Molti pazienti convivono con i primi segni di infiammazione pensando che siano normali o inevitabili, rimandando così una valutazione che potrebbe risolvere il problema in modo semplice.
Le cause
Dal punto di vista clinico, la gengivite è un’infiammazione superficiale, limitata ai tessuti gengivali. La causa principale è l’accumulo di placca batterica lungo il margine gengivale, che irrita i tessuti e altera il loro equilibrio.
I fattori che più frequentemente favoriscono la gengivite sono:
- Igiene orale incompleta o irregolare. Anche piccole quantità di placca, se persistenti, possono mantenere l’infiammazione.
- Difficoltà nelle zone interdentali. Sono le aree più soggette ad accumulo batterico e le prime a infiammarsi.
- Fattori individuali. Fumo, stress, cambiamenti ormonali o alcune terapie farmacologiche possono rendere le gengive più reattive.

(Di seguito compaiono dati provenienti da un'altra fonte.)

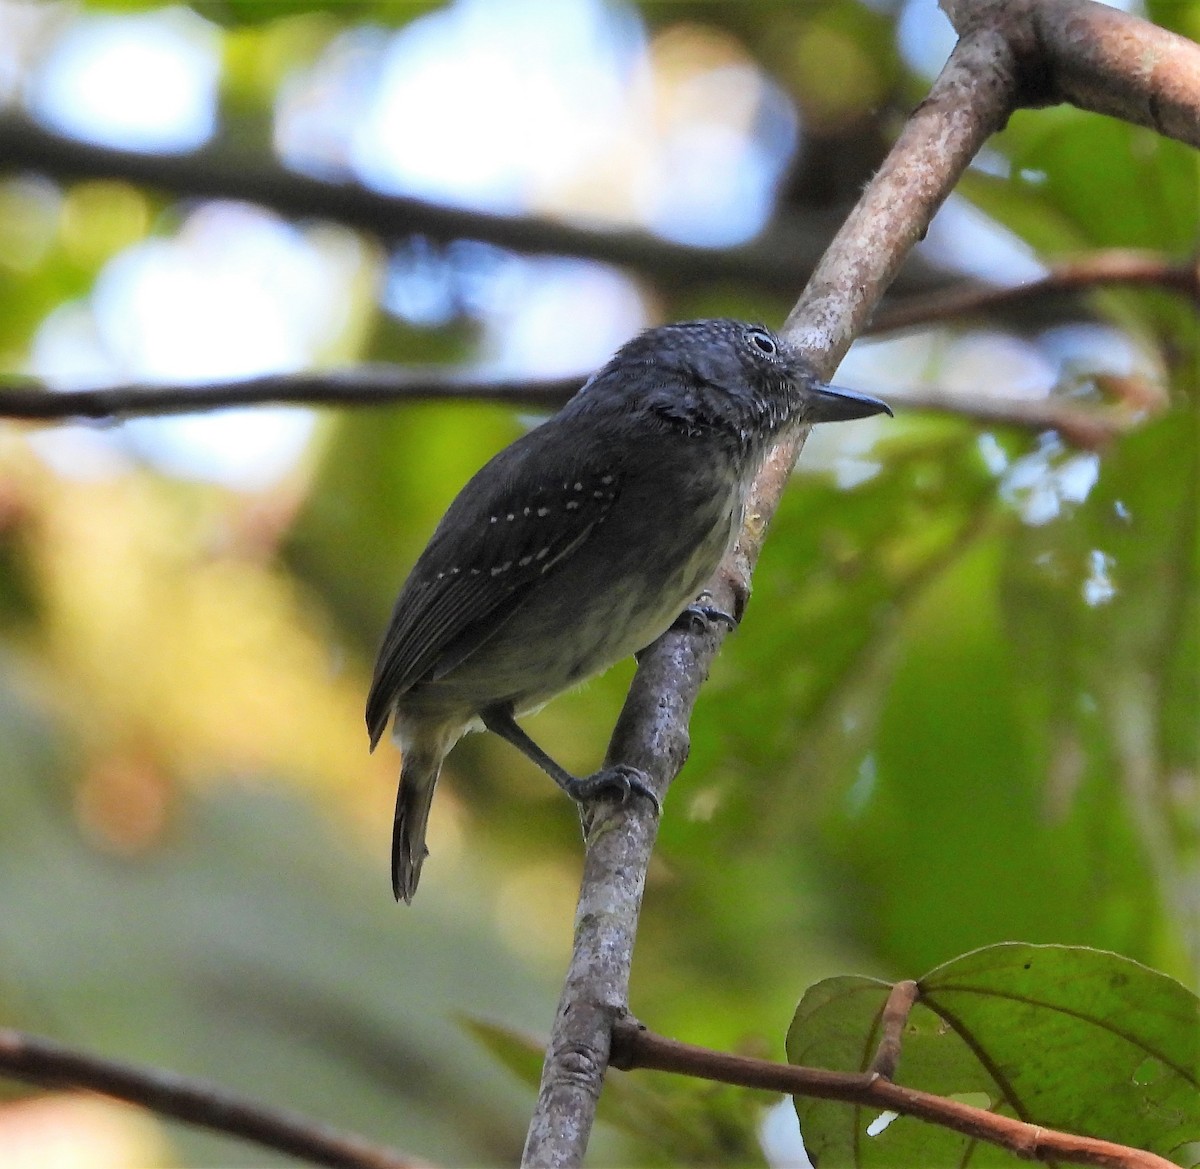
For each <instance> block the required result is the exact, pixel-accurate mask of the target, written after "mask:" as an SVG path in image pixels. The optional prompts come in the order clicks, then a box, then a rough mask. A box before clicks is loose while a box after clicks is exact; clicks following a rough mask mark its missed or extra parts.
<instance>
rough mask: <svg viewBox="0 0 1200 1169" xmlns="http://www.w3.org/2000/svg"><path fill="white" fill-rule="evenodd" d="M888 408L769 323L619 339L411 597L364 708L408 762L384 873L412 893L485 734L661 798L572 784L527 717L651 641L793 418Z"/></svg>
mask: <svg viewBox="0 0 1200 1169" xmlns="http://www.w3.org/2000/svg"><path fill="white" fill-rule="evenodd" d="M880 413H887V414H890V413H892V410H890V409H889V407H888V406H887V404H886V403H884V402H882V401H880V400H878V398H875V397H871V396H870V395H865V394H859V392H857V391H854V390H847V389H841V388H838V386H833V385H829V384H827V383H826V382H823V380H821V379H820V378H817V377H816V374H815V373H814V372H812V370H811V368H810V366H809V365H808V364H806V362H805V361H804V359H803V358H802V356H799V355H798V354H797V353H794V352H793V350H791V349H790V348H788V347H786V346H785V344H784V343H782V341H781V340H780V338H779V337H778V336H776V335H775V334H774V332H772V331H770V330H769V329H767V328H766V326H763V325H761V324H754V323H746V322H740V320H732V319H725V318H719V319H707V320H688V322H682V323H674V324H666V325H659V326H656V328H652V329H647V330H644V331H642V332H641V334H638V335H637V336H635V337H634V338H632V340H630V341H628V342H626V343H625V344H624V346H622V347H620V348H619V349H618V350H617V353H616V354H614V355H613V356H612V359H611V360H610V361H608V362H607V364H606V365H605V366H604V367H602V368H600V370H599V371H598V372H596V373H595V374H593V376H592V377H590V378H589V379H588V380H587V382H586V383H584V385H583V386H582V389H580V390H578V392H577V394H575V396H574V397H571V400H570V401H569V402H568V403H566V404H565V406H564V407H563V408H562V409H560V410H559V412H558V413H557V414H554V415H552V416H551V418H550V419H547V420H546V421H544V422H541V424H540V425H538V426H535V427H534V428H533V430H530V431H529V432H528V433H526V434H523V436H522V437H520V438H517V439H516V442H514V443H511V444H510V445H509V446H506V448H504V449H503V450H502V451H500V452H499V454H497V455H496V456H494V457H493V458H492V460H491V461H490V462H487V463H486V464H485V466H484V467H482V468H481V469H480V470H479V472H478V473H476V474H475V475H474V476H473V478H472V479H470V480H469V481H468V482H467V485H466V486H464V487H463V488H462V491H461V492H460V493H458V496H457V497H456V498H455V499H454V502H452V503H451V504H450V506H449V509H448V510H446V512H445V515H444V516H443V518H442V521H440V522H439V523H438V526H437V528H436V530H434V532H433V535H432V536H431V539H430V541H428V544H427V546H426V547H425V550H424V551H422V552H421V554H420V557H419V558H418V560H416V563H415V565H414V566H413V569H412V571H410V574H409V576H408V578H407V580H406V582H404V584H403V586H402V588H401V591H400V595H398V598H397V600H396V604H395V607H394V611H392V615H391V621H390V623H389V625H388V628H386V633H385V634H384V637H383V642H382V646H380V649H379V654H378V659H377V663H376V669H374V676H373V681H372V684H371V689H370V694H368V696H367V705H366V723H367V730H368V733H370V739H371V750H374V748H376V745H377V744H378V742H379V739H380V738H382V737H383V735H384V732H385V731H386V730H388V726H389V724H391V727H392V738H394V739H395V742H396V744H397V745H398V748H400V753H401V771H400V784H398V789H397V795H396V811H395V821H394V827H392V850H391V877H392V893H394V895H395V898H396V900H397V901H400V900H403V901H404V903H407V904H410V903H412V900H413V894H414V893H415V892H416V886H418V881H419V880H420V875H421V865H422V863H424V861H425V858H426V856H427V849H426V844H425V834H426V826H427V822H428V815H430V807H431V804H432V801H433V792H434V787H436V785H437V781H438V777H439V774H440V771H442V765H443V761H444V760H445V757H446V755H448V754H449V751H450V750H451V748H452V747H454V745H455V744H456V743H457V742H458V739H461V738H462V737H463V735H466V733H467V732H469V731H478V730H482V729H486V730H488V731H492V732H493V733H494V735H498V736H499V737H500V738H504V739H506V741H508V742H509V743H511V744H512V745H514V747H516V748H517V749H518V750H521V751H522V753H523V754H524V755H526V756H527V757H528V759H529V760H530V761H533V762H534V763H536V765H538V766H539V767H540V768H542V769H544V771H545V772H546V773H547V774H548V775H550V777H551V779H553V780H554V781H556V783H557V784H558V786H559V787H562V789H563V791H565V792H566V793H568V795H569V796H570V797H572V798H574V799H575V801H577V802H578V803H580V804H581V805H584V807H586V805H587V804H588V802H589V801H593V799H595V798H598V797H601V796H610V795H611V796H614V797H617V798H620V799H623V801H624V799H628V798H630V796H631V795H635V793H636V795H642V796H647V797H648V798H650V799H652V801H653V802H654V803H655V805H656V804H658V799H656V797H655V795H654V792H653V790H652V789H650V787H649V786H648V783H647V778H646V777H644V775H643V774H642V773H641V772H637V771H635V769H634V768H629V767H623V766H613V767H607V768H602V769H600V771H598V772H595V773H594V774H592V775H584V777H576V775H572V774H571V773H570V772H568V771H566V769H564V768H563V767H560V766H559V765H558V763H557V762H556V761H554V760H553V759H551V757H550V756H548V755H547V754H546V753H545V751H544V750H542V749H541V748H540V747H538V744H536V743H535V742H534V741H533V739H532V738H530V737H529V736H528V735H527V733H526V731H523V730H522V729H521V726H520V725H518V724H517V721H516V720H517V718H520V717H521V715H523V714H528V713H530V712H533V711H536V709H538V708H540V707H541V706H542V705H544V703H546V702H547V701H548V700H551V699H553V697H554V696H556V695H558V694H562V693H563V691H565V690H569V689H571V688H574V687H576V685H577V684H578V683H581V682H583V681H584V679H587V678H589V677H592V676H594V675H596V673H600V672H601V671H604V670H606V669H607V667H608V666H611V665H613V664H614V663H617V661H619V660H622V659H623V658H626V657H629V655H630V654H634V653H637V652H640V651H642V649H644V648H646V647H647V646H649V645H650V643H652V642H653V641H655V640H656V639H658V637H659V636H661V635H662V634H664V633H665V631H666V630H667V629H670V628H671V627H672V625H673V624H674V623H676V622H677V621H678V619H679V618H680V616H682V615H683V613H685V611H686V612H690V613H696V612H698V613H701V615H703V616H706V617H709V618H712V617H714V616H715V617H720V618H724V619H726V621H727V622H728V623H730V624H731V625H732V624H733V619H732V618H731V617H727V616H726V615H722V613H720V612H716V611H714V610H713V609H712V607H710V606H702V607H701V609H700V610H696V609H695V607H691V609H690V607H689V606H691V605H692V603H694V601H696V599H697V595H698V594H700V592H701V589H702V586H703V584H704V583H706V582H707V581H708V578H709V577H710V576H712V575H713V572H714V571H715V570H716V568H718V565H719V564H720V563H721V560H722V558H724V557H725V556H726V553H727V552H728V551H730V550H731V548H732V546H733V544H734V541H736V539H737V535H738V533H739V530H740V528H742V520H743V512H744V509H745V503H746V497H748V493H749V490H750V485H751V482H752V481H754V478H755V474H756V472H757V470H758V468H760V466H761V464H762V461H763V458H764V457H766V454H767V452H768V450H769V449H770V446H772V445H773V443H774V440H775V439H776V438H778V437H779V436H780V434H781V433H782V432H784V430H785V428H786V427H788V426H791V425H797V424H805V422H808V424H812V422H828V421H842V420H848V419H857V418H865V416H869V415H872V414H880Z"/></svg>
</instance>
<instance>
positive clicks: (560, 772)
mask: <svg viewBox="0 0 1200 1169" xmlns="http://www.w3.org/2000/svg"><path fill="white" fill-rule="evenodd" d="M480 718H481V719H482V720H484V726H486V727H487V729H488V730H490V731H491V732H492V733H493V735H498V736H499V737H500V738H502V739H504V741H505V742H506V743H511V744H512V745H514V747H515V748H516V749H517V750H518V751H521V754H522V755H524V756H526V759H528V760H530V761H533V762H534V763H536V765H538V766H539V767H540V768H541V769H542V771H544V772H545V773H546V774H547V775H548V777H550V778H551V779H552V780H553V781H554V783H556V784H558V786H559V787H562V789H563V791H565V792H566V795H568V796H570V797H571V799H574V801H575V802H576V803H577V804H586V803H589V802H590V801H593V799H595V798H596V797H598V796H616V797H617V798H618V801H619V802H620V803H625V802H626V801H628V799H629V797H630V796H631V795H634V793H636V795H638V796H644V797H646V798H647V799H649V802H650V803H652V804H654V810H655V811H656V813H659V814H660V815H661V813H662V804H661V803H660V802H659V797H658V796H656V795H655V792H654V789H653V787H650V785H649V780H648V778H647V775H646V773H644V772H640V771H638V769H637V768H636V767H629V766H628V765H625V763H616V765H613V766H612V767H602V768H601V769H600V771H598V772H593V773H592V774H590V775H572V774H571V773H570V772H569V771H566V769H565V768H564V767H559V765H558V763H556V762H554V761H553V760H552V759H551V757H550V756H548V755H547V754H546V753H545V751H544V750H542V749H541V748H540V747H539V745H538V744H536V743H535V742H534V741H533V739H532V738H529V736H528V735H526V732H524V731H522V730H521V727H520V726H517V723H516V719H514V718H512V708H511V707H509V706H493V707H488V708H487V709H486V711H481V712H480Z"/></svg>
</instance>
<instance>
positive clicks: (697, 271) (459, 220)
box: [0, 110, 947, 292]
mask: <svg viewBox="0 0 1200 1169" xmlns="http://www.w3.org/2000/svg"><path fill="white" fill-rule="evenodd" d="M0 164H2V166H5V167H14V166H16V167H29V168H31V169H34V170H38V172H42V173H46V174H52V175H61V176H66V178H106V179H125V180H127V181H130V182H134V184H138V185H142V186H146V187H150V188H152V190H160V191H168V192H172V193H173V194H178V196H180V197H182V198H187V197H197V198H217V199H221V198H223V199H242V200H246V202H250V203H257V204H259V205H262V206H269V208H274V209H275V210H277V211H280V212H282V214H283V215H288V216H293V217H299V218H307V217H317V218H328V220H334V221H336V222H338V223H344V224H347V226H348V227H354V228H359V229H361V230H366V232H371V233H373V234H377V235H380V236H382V238H384V239H388V240H394V239H400V238H403V236H408V235H422V236H425V238H426V239H431V240H436V241H439V242H446V241H450V240H460V239H466V240H481V241H484V242H488V244H496V245H497V246H499V247H505V248H510V250H511V251H514V252H520V253H523V254H533V253H553V254H562V256H580V257H583V258H587V259H596V260H604V262H607V263H612V264H622V265H626V266H629V268H634V269H636V270H638V271H642V272H647V274H649V275H652V276H655V277H658V278H661V280H662V281H665V282H668V283H671V284H684V286H686V284H689V283H691V282H695V281H706V280H736V281H744V282H746V283H751V284H758V286H761V287H766V288H776V289H782V290H787V292H790V290H791V289H793V288H794V287H796V283H797V280H798V278H799V277H800V276H803V274H804V272H806V271H809V270H810V269H811V268H812V265H814V264H815V263H816V260H817V258H818V257H820V254H821V248H822V247H823V245H824V241H826V239H827V238H828V235H829V233H830V232H832V230H833V229H834V227H835V221H834V220H833V218H830V216H829V215H820V214H811V215H806V216H805V217H804V220H803V221H798V222H796V223H793V224H791V226H788V227H786V228H784V227H773V228H769V229H768V230H767V232H764V233H763V234H762V235H761V236H758V238H757V239H756V240H752V241H750V242H749V244H744V245H740V246H738V247H727V248H713V247H695V246H690V245H686V244H674V242H672V241H670V240H665V239H662V238H661V236H658V235H652V234H650V233H648V232H638V230H626V229H620V228H600V227H594V228H593V227H581V226H577V224H574V223H568V222H565V221H562V220H551V218H545V217H539V216H527V215H497V214H493V212H487V211H475V210H468V209H464V208H456V206H448V205H444V204H439V203H430V202H426V200H424V199H415V198H409V197H406V196H398V194H386V193H384V192H382V191H374V190H372V188H371V187H366V186H364V185H362V184H360V182H356V181H354V180H353V179H349V178H346V179H343V180H341V181H336V180H325V179H314V178H311V176H310V175H305V174H300V173H299V172H295V170H289V169H288V168H286V167H283V166H281V164H280V163H277V162H271V161H269V160H265V158H263V157H262V155H258V154H256V155H252V156H246V155H244V154H239V152H238V151H235V150H233V149H230V148H228V146H224V145H214V146H206V148H203V149H200V150H197V151H193V152H191V154H175V155H163V154H143V152H139V151H136V150H118V149H114V148H112V146H100V145H95V144H92V143H86V142H80V140H79V139H77V138H70V137H66V136H64V134H58V133H54V132H53V131H50V130H48V128H46V127H44V126H40V125H38V124H37V122H35V121H32V120H31V119H29V118H26V116H24V115H22V114H18V113H14V112H12V110H6V112H5V113H4V115H2V116H0ZM946 281H947V276H946V274H944V272H941V271H937V270H935V269H932V268H930V266H928V265H924V264H922V263H919V262H918V263H917V264H916V265H914V268H913V269H912V270H911V271H908V272H906V283H907V284H908V287H911V288H930V287H936V286H938V284H942V283H944V282H946Z"/></svg>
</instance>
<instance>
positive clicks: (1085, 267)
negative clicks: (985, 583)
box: [0, 248, 1200, 448]
mask: <svg viewBox="0 0 1200 1169" xmlns="http://www.w3.org/2000/svg"><path fill="white" fill-rule="evenodd" d="M1108 284H1134V286H1141V287H1158V288H1164V289H1168V290H1175V292H1180V293H1182V294H1184V295H1189V296H1192V298H1193V299H1194V300H1196V301H1198V302H1200V260H1182V262H1181V260H1176V259H1172V258H1169V257H1165V256H1163V254H1160V253H1157V252H1136V251H1129V250H1124V248H1111V250H1104V251H1098V252H1093V253H1091V254H1088V256H1082V257H1079V258H1078V259H1073V260H1070V262H1067V263H1062V264H1057V265H1055V268H1054V270H1052V271H1051V272H1050V274H1049V275H1046V276H1044V277H1043V278H1040V280H1036V281H1032V282H1030V283H1026V284H1019V286H1016V287H1013V288H979V287H978V286H976V284H970V286H967V287H965V288H964V287H961V286H959V287H955V288H950V289H947V290H946V292H941V293H931V294H929V295H922V296H910V298H908V299H907V300H905V301H902V302H900V304H899V305H896V306H895V307H894V308H890V310H884V311H883V312H882V313H880V314H878V316H877V317H876V318H875V319H874V320H871V323H870V324H869V325H868V326H866V328H864V329H863V335H877V334H882V332H890V331H895V330H898V329H912V328H917V326H918V325H926V324H937V323H943V322H947V320H955V319H961V318H964V317H970V316H974V314H982V313H988V312H994V311H998V310H1004V308H1012V307H1013V306H1018V305H1030V304H1037V302H1038V301H1040V300H1043V299H1045V298H1046V296H1055V295H1060V294H1062V293H1066V292H1079V290H1084V289H1088V288H1094V287H1103V286H1108ZM584 379H586V376H584V374H582V373H581V374H575V376H570V377H557V378H494V379H491V378H486V377H481V376H480V374H479V373H478V371H473V370H452V368H445V367H440V366H431V367H425V368H422V367H418V366H401V365H388V364H374V365H359V366H353V367H350V368H343V370H328V371H323V372H311V371H308V372H301V373H269V374H260V376H258V377H251V378H230V379H228V380H223V382H194V383H174V384H172V385H162V384H161V383H138V382H132V383H125V384H122V385H110V386H102V388H96V389H84V390H52V389H50V388H49V386H48V385H47V384H46V383H44V382H41V380H38V379H36V378H10V379H8V380H7V384H0V418H19V419H30V420H34V419H36V420H52V419H65V418H83V419H90V420H95V421H116V420H121V419H127V418H144V416H148V415H149V416H155V415H163V414H193V413H203V412H205V410H216V409H228V408H232V407H246V406H263V404H266V403H272V404H284V406H310V407H330V408H337V409H344V408H347V407H359V406H373V407H378V406H390V404H395V403H396V402H426V401H428V402H438V401H475V402H499V403H502V404H505V406H520V407H522V408H557V407H559V406H562V404H563V403H564V402H565V401H566V400H568V398H569V397H570V396H571V395H572V394H574V392H575V391H576V390H577V389H578V388H580V386H581V385H582V384H583V382H584ZM899 402H900V404H906V406H912V407H917V408H919V409H931V410H942V412H946V413H954V414H966V415H970V416H976V418H982V419H985V420H988V421H996V422H1010V424H1013V425H1015V426H1028V427H1037V428H1042V430H1044V428H1046V427H1055V428H1058V430H1062V431H1064V432H1066V433H1067V436H1068V438H1070V440H1073V442H1075V443H1076V444H1078V445H1081V446H1088V448H1094V446H1099V445H1102V444H1103V443H1104V442H1106V440H1108V438H1111V437H1112V436H1114V434H1115V433H1117V432H1120V431H1121V430H1124V428H1128V426H1129V425H1130V421H1132V419H1130V418H1129V416H1127V415H1124V414H1118V413H1116V412H1111V413H1104V412H1098V410H1094V409H1080V408H1079V407H1076V406H1070V404H1068V403H1063V402H1061V401H1058V400H1055V398H1048V400H1044V401H1036V402H1026V401H1021V400H1012V398H996V397H982V396H978V395H970V396H968V395H949V394H944V392H940V391H936V390H925V391H913V392H910V394H905V395H902V396H901V397H900V398H899Z"/></svg>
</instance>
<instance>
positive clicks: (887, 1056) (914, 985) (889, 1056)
mask: <svg viewBox="0 0 1200 1169" xmlns="http://www.w3.org/2000/svg"><path fill="white" fill-rule="evenodd" d="M919 997H920V987H918V985H917V983H914V982H913V981H912V979H911V978H906V979H905V981H904V982H898V983H895V984H894V985H893V987H892V993H890V994H889V995H888V1001H887V1002H886V1003H884V1005H883V1015H882V1017H881V1019H880V1023H881V1024H882V1026H883V1035H882V1037H881V1038H880V1045H878V1047H877V1048H876V1049H875V1059H872V1060H871V1066H870V1068H869V1069H868V1071H870V1072H874V1073H875V1074H876V1075H882V1077H883V1078H884V1079H886V1080H890V1079H894V1078H895V1074H896V1065H898V1063H899V1062H900V1049H901V1047H902V1043H901V1037H902V1035H904V1025H905V1024H906V1023H907V1021H908V1014H910V1013H911V1012H912V1008H913V1007H914V1006H916V1003H917V1000H918V999H919Z"/></svg>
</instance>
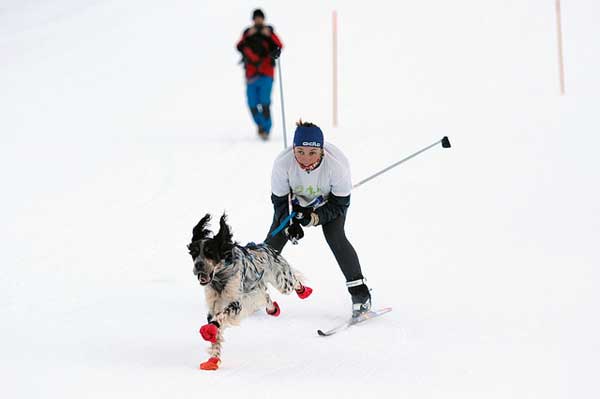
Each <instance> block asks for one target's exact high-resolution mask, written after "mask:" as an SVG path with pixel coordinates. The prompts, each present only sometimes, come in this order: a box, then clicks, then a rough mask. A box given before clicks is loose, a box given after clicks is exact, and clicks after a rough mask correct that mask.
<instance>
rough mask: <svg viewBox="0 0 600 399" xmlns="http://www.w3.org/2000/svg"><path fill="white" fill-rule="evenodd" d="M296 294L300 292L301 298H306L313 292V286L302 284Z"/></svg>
mask: <svg viewBox="0 0 600 399" xmlns="http://www.w3.org/2000/svg"><path fill="white" fill-rule="evenodd" d="M296 294H298V296H299V297H300V299H306V298H308V297H309V296H310V294H312V288H310V287H307V286H305V285H301V286H300V288H298V289H297V290H296Z"/></svg>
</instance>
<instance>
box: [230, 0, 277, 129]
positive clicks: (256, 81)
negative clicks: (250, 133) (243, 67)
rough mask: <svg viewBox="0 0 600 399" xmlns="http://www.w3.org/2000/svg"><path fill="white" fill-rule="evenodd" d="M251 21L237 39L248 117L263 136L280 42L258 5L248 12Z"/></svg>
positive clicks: (267, 112)
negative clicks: (250, 19)
mask: <svg viewBox="0 0 600 399" xmlns="http://www.w3.org/2000/svg"><path fill="white" fill-rule="evenodd" d="M252 20H253V22H254V24H253V25H252V26H251V27H249V28H247V29H246V30H245V31H244V33H243V34H242V38H241V39H240V40H239V42H238V43H237V49H238V51H239V52H240V53H241V54H242V62H243V63H244V68H245V70H246V96H247V98H248V107H249V108H250V112H251V113H252V118H253V119H254V122H255V123H256V125H257V126H258V135H259V136H260V138H262V139H263V140H267V139H268V138H269V133H270V132H271V109H270V107H271V89H272V87H273V77H274V75H275V59H276V58H277V57H278V56H279V54H280V52H281V48H282V47H283V44H282V43H281V40H280V39H279V37H277V35H276V34H275V32H274V29H273V27H272V26H271V25H265V14H264V13H263V12H262V10H260V9H256V10H254V12H253V13H252Z"/></svg>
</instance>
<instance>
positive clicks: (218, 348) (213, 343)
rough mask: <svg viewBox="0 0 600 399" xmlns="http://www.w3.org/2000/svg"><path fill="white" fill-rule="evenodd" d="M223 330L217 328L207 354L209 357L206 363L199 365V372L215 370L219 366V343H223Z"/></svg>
mask: <svg viewBox="0 0 600 399" xmlns="http://www.w3.org/2000/svg"><path fill="white" fill-rule="evenodd" d="M223 329H224V328H219V331H218V333H217V337H216V340H215V341H214V342H213V343H211V345H210V349H209V350H208V354H209V355H210V357H209V358H208V360H207V361H205V362H203V363H200V369H201V370H217V369H218V368H219V365H220V364H221V343H222V342H223Z"/></svg>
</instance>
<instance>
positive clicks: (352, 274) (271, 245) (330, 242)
mask: <svg viewBox="0 0 600 399" xmlns="http://www.w3.org/2000/svg"><path fill="white" fill-rule="evenodd" d="M345 224H346V215H345V214H343V215H341V216H339V217H337V218H336V219H334V220H332V221H331V222H329V223H326V224H324V225H323V226H322V227H323V235H325V240H327V244H329V248H331V252H333V255H334V256H335V260H336V261H337V262H338V265H339V266H340V269H341V270H342V273H344V277H346V281H354V280H359V279H361V278H363V275H362V271H361V269H360V262H359V261H358V256H357V255H356V251H355V250H354V247H353V246H352V244H350V241H348V239H347V238H346V232H345V231H344V225H345ZM278 226H279V223H277V222H273V225H272V226H271V228H270V229H269V235H268V236H267V239H266V240H265V243H267V244H269V245H270V246H271V247H273V248H275V249H276V250H277V252H279V253H281V251H282V250H283V247H284V246H285V244H286V243H287V241H288V240H287V237H286V235H285V233H284V232H283V231H281V232H280V233H278V234H276V235H275V237H271V232H272V231H273V230H275V229H276V228H277V227H278ZM305 229H306V228H305Z"/></svg>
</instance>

In questa fase l’infiammazione non coinvolge l’osso e non comporta danni permanenti.
Le conseguenze
Il vero problema nasce quando la gengivite viene considerata “normale” o viene ignorata. Se l’infiammazione persiste nel tempo, i tessuti gengivali restano in uno stato di irritazione cronica che può creare le condizioni per un interessamento più profondo dei tessuti di supporto del dente.
Una gengivite non trattata può quindi rappresentare il primo passo verso patologie più complesse, difficili da gestire e non sempre completamente reversibili.
Riconoscere la gengivite significa cogliere un’opportunità: intervenire in una fase in cui la salute gengivale può essere ristabilita senza conseguenze a lungo termine.
Per comprendere cosa accade quando l’infiammazione non resta superficiale, è utile fare riferimento al quadro più ampio delle patologie gengivali.
(vai all’articolo: “Gengive che sanguinano: quando è solo infiammazione e quando è parodontite”)
La soluzione proposta dallo Studio Casani
La gengivite intercettata in fase iniziale è una condizione gestibile e completamente reversibile. Un controllo mirato consente di valutare lo stato delle gengive e di intervenire prima che il problema si approfondisca.
Nel nostro studio:
- Valutiamo l’infiammazione gengivale in modo accurato, identificando le zone più a rischio.
- Rimuoviamo i fattori irritativi, come placca e depositi batterici, con strumenti delicati e mirati.
- Forniamo indicazioni personalizzate, per migliorare l’igiene domiciliare e prevenire recidive.
Un approccio tempestivo permette di riportare le gengive a uno stato di salute stabile e duraturo.
La gengivite non va sottovalutata: riconoscerla per tempo significa evitare problemi più complessi in futuro. Un semplice controllo può fare la differenza.